L4
Quantitative Research Overview
Presenter: Kamyar Motavaze, Ph.D. Institution: Oxford College
Key Terms
Sample: A subset of a population selected for measurement, carefully chosen to represent the larger group in order to draw valid conclusions.
Data Collection: The systematic process of gathering information for analysis and interpretation. This may involve various methods such as surveys, experiments, and observational studies.
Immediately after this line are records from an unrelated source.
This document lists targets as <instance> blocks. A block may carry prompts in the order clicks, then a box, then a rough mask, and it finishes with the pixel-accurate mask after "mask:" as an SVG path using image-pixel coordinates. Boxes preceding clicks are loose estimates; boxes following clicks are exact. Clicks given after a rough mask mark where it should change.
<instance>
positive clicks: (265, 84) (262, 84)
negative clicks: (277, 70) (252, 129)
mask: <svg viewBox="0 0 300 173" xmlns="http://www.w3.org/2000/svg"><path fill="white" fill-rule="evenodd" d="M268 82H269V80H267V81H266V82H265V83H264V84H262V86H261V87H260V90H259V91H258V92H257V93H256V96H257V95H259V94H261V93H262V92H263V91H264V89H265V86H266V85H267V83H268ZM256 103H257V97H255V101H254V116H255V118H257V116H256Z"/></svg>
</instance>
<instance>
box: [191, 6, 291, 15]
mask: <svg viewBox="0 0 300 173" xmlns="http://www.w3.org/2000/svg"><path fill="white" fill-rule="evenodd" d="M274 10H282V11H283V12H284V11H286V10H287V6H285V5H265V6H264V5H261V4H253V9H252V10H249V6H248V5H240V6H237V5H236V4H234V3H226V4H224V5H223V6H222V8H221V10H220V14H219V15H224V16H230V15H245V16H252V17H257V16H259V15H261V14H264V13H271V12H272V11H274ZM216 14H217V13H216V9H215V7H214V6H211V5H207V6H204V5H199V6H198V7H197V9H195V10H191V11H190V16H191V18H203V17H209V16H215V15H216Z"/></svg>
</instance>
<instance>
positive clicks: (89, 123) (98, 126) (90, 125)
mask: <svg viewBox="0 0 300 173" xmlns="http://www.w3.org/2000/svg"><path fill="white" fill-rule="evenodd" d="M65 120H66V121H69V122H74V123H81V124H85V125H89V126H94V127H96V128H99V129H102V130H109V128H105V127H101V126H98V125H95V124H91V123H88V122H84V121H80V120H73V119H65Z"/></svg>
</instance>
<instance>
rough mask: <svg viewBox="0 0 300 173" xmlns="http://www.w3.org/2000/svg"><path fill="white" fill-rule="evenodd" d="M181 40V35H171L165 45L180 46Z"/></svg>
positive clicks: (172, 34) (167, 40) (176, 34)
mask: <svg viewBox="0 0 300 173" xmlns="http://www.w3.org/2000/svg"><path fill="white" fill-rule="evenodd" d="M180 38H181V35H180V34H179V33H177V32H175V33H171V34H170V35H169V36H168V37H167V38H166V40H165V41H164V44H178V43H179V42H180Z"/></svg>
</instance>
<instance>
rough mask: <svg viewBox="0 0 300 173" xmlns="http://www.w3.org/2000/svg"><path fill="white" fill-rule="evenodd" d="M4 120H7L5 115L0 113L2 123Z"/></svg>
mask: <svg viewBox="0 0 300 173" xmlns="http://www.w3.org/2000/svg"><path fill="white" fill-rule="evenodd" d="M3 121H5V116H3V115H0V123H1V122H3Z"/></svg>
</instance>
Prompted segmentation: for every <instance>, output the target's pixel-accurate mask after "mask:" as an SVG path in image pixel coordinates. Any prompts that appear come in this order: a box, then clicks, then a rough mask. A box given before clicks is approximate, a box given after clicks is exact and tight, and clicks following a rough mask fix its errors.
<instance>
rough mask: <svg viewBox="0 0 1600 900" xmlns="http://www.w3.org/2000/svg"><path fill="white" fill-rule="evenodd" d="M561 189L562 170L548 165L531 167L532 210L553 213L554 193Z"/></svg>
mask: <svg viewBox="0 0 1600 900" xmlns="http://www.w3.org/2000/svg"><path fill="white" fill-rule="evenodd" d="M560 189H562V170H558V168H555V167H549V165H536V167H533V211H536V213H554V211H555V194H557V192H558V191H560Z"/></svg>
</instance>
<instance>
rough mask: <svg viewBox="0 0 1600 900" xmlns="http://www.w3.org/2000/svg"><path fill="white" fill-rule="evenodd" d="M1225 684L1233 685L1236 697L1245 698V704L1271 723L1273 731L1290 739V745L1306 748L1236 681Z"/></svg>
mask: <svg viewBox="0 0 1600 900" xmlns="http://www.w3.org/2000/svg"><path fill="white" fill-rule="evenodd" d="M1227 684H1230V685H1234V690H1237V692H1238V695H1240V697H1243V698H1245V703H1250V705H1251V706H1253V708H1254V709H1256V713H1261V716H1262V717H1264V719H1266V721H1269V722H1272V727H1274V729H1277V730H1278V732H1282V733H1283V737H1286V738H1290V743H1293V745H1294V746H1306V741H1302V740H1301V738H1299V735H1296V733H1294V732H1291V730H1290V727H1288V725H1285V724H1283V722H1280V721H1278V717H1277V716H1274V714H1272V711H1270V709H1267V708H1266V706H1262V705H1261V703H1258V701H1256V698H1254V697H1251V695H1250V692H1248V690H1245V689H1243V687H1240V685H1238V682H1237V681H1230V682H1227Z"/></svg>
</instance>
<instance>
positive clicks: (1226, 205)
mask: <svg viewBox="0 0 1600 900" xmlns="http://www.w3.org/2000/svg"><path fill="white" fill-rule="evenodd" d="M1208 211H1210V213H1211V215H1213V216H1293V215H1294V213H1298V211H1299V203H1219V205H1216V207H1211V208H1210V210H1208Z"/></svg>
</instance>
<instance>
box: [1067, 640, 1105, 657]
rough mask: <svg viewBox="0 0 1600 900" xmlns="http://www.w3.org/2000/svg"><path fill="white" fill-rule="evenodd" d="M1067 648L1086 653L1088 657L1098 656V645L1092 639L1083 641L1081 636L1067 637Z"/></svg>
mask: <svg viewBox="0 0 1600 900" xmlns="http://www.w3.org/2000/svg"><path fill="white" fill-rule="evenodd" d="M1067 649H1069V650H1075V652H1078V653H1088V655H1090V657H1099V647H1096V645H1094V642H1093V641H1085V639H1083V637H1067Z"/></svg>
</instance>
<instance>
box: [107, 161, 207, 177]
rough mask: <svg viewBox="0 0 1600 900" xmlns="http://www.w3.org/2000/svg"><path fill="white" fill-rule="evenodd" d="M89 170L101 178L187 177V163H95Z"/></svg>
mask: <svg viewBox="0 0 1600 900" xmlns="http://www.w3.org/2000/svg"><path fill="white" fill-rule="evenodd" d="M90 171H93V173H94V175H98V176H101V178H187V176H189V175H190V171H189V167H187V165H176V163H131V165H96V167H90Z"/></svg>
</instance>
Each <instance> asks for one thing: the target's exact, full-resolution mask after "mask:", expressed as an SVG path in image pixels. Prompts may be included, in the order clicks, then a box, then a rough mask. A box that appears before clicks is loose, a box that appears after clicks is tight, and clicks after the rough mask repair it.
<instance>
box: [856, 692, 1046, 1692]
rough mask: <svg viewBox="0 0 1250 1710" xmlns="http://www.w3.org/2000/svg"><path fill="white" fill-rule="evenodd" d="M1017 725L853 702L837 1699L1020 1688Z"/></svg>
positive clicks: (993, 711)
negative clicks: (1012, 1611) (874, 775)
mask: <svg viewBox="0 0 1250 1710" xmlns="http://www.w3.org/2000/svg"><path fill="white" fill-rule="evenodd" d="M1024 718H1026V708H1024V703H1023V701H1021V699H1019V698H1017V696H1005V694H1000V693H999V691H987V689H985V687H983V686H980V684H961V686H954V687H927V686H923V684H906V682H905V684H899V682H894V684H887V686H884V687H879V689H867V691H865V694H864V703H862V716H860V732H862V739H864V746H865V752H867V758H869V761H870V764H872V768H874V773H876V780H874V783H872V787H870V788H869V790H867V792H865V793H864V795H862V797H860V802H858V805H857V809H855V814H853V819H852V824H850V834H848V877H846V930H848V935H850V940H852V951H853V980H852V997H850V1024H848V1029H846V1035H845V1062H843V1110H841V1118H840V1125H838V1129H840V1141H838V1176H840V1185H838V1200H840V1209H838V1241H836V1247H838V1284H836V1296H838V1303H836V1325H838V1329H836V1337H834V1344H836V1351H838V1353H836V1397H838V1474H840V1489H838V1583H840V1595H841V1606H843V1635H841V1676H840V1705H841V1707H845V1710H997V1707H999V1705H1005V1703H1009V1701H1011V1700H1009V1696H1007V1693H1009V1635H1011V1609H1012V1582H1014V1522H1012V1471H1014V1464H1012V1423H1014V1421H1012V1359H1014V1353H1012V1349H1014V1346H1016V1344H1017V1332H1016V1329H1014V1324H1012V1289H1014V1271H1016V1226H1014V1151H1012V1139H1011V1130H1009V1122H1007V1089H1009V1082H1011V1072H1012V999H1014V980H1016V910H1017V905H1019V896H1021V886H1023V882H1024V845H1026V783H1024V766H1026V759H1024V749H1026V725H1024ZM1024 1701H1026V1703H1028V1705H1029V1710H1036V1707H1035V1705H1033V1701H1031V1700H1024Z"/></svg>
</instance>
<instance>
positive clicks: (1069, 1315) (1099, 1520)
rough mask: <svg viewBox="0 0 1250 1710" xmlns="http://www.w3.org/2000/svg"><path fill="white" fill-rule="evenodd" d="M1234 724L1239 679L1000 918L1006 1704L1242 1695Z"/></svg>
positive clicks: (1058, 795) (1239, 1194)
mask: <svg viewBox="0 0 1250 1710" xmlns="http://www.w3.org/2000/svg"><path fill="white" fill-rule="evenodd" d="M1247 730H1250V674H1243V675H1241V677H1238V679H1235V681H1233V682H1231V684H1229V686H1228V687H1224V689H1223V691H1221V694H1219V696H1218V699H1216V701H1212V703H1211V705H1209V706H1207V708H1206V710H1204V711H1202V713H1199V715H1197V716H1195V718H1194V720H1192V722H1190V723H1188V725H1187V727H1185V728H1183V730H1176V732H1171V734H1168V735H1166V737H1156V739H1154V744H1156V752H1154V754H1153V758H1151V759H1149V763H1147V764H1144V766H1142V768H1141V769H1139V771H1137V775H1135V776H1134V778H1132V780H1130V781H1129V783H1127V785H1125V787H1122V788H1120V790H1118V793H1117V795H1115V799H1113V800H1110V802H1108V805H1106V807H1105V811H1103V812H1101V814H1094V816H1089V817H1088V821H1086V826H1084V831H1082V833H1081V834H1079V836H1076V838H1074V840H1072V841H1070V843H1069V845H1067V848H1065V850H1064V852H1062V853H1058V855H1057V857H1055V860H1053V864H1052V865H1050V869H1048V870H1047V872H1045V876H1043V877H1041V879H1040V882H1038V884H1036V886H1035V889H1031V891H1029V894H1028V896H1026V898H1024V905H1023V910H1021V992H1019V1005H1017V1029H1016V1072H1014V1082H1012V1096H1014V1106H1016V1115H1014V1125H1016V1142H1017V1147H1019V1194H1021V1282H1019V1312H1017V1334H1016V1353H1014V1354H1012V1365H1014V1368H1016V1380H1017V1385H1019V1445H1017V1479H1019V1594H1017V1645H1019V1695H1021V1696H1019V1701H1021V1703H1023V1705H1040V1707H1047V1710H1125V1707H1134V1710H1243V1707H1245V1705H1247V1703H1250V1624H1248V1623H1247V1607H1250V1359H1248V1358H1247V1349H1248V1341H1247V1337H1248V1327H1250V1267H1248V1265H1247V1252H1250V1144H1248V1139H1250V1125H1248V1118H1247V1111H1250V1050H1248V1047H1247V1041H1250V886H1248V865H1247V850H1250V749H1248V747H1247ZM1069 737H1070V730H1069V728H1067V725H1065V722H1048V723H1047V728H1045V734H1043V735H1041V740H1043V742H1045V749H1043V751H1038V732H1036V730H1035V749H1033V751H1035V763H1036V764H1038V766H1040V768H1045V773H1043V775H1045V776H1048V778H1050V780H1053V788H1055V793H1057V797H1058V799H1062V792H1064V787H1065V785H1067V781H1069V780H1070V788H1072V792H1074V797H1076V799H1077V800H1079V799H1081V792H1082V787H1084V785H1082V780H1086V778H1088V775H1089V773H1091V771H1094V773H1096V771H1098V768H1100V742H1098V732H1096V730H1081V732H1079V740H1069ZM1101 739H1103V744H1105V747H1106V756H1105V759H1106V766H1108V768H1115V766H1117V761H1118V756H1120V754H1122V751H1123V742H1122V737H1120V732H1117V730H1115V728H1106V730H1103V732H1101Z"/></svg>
Statistical Power: The probability of correctly rejecting a false null hypothesis, which depends on the sample size, effect size, and significance level (alpha). Higher statistical power increases the likelihood of detecting an effect if there is one.
Inter-rater Reliability: The degree of agreement among different raters or observers measuring the same phenomenon, crucial for ensuring the consistency of qualitative assessments.
Test-retest Reliability: A measure of the consistency of a test over time; determined by administering the same test to the same subjects at different points in time.
Internal Consistency: A measure of reliability among items in a test, indicating how well the items measure the same construct.
Cronbach’s Alpha: A statistic used to assess internal consistency; an acceptable threshold is ≥0.70, indicating good reliability among test items.
Sensitivity: The test's ability to correctly identify true positives, important in determining the effectiveness of diagnostic tests.
Specificity: The test's ability to correctly identify true negatives, ensuring that the test can accurately rule out conditions in non-affected individuals.
True Positive Rate: The proportion of actual positives correctly identified by the test, significant in assessing the accuracy of a screening method.
True Negative Rate: The proportion of actual negatives correctly identified, representing the specificity of a diagnostic test.
Data Analysis: Techniques used to evaluate collected data, including statistical tests, modeling, and interpretation of results to inform decisions or hypotheses.